}} Flames of Musk |

Poetry at Sangam

SangamHouse

 










Flames of Musk

tell me now, the fire that’s born, is it male or female,
O Ramanatha?

                                      ―Devara Dasimayya, 11th Century AD

 
At about midnight, when he was touched in the places of the body
where raw musk resides, a gust of goddess rose in smoke, the tremor

of a current plunged as he lay watching both his bearer and himself in
hymnal resonance. Before he gathered himself to return the favour,

he felt his chest uplifted in shame, burning in a way only truth can,
gripping him in its séance. He wondered if the fire in his guts would

change colour if the nature of his crotch were to change. Pleasure
of the bone, too glorious, too liminal to be assigned a gender.
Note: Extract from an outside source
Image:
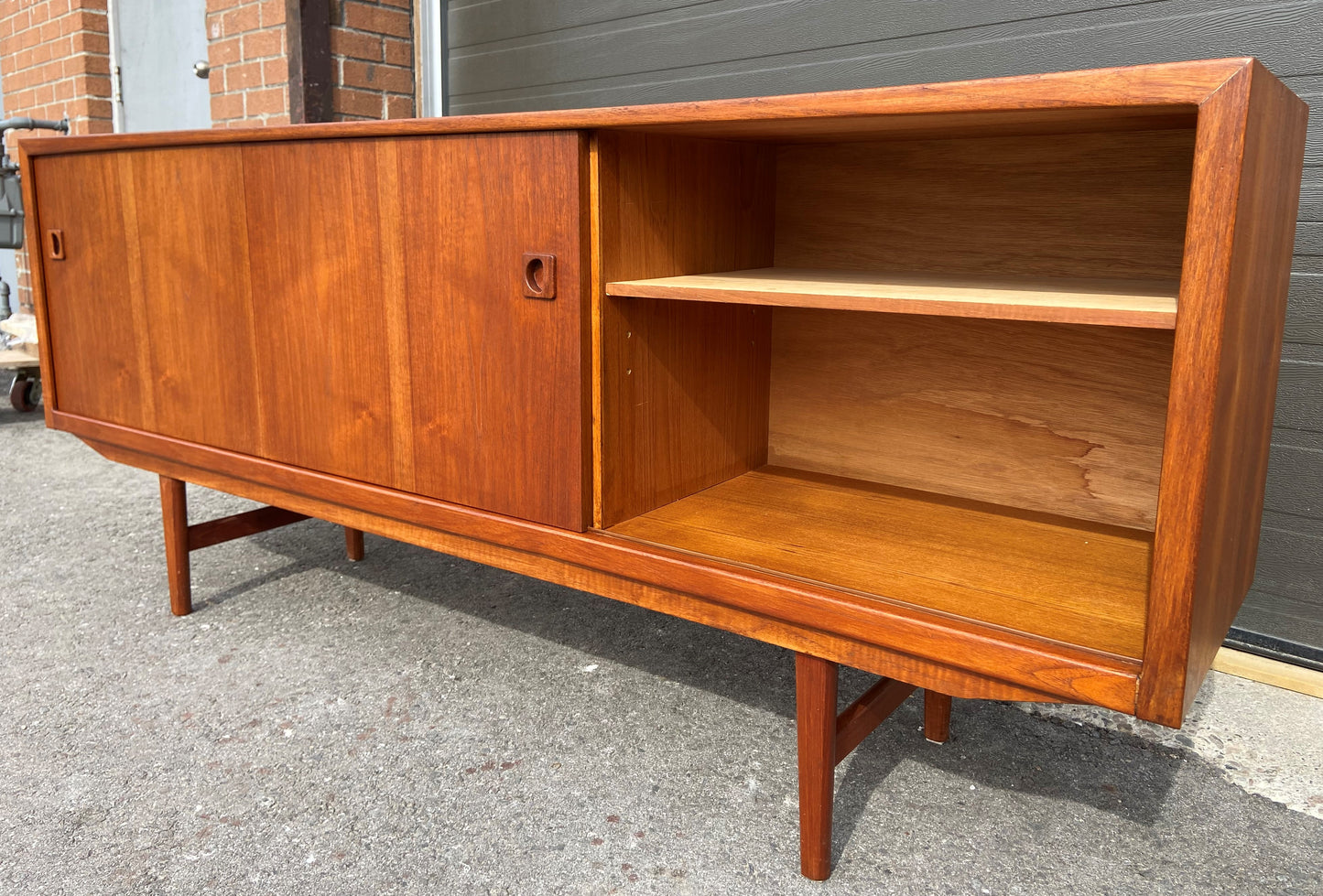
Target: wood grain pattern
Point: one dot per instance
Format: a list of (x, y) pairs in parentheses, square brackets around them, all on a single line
[(1090, 100), (1079, 205), (499, 381), (196, 320), (32, 237), (1051, 418), (175, 520), (318, 285), (862, 718), (353, 544), (684, 386), (1112, 303), (937, 717), (92, 341), (1224, 375), (1081, 584), (815, 723), (954, 655), (241, 524)]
Pleasure, the beak of a soaring bird liberated from the spanning
sanctuary of wings. His grandmother in her last years sang a song,

the origin unknown, the ending line in which meant: in love’s electric act
what is male, what is female.
She who survived wars, a stillborn, outliving

her husband by forty years, inching her way past three generations.
This grandson embarrassed but happy to think of her today, looks

at his body now, tin ash and temporal, crowned in acceptance of life’s
beautiful searing to come, now beginning to know why desire is so

devastatingly redeeming. Like teeth without tongue. Like tongue without
mouth. His body lying silent. A just bitten fruit. Salivating forever.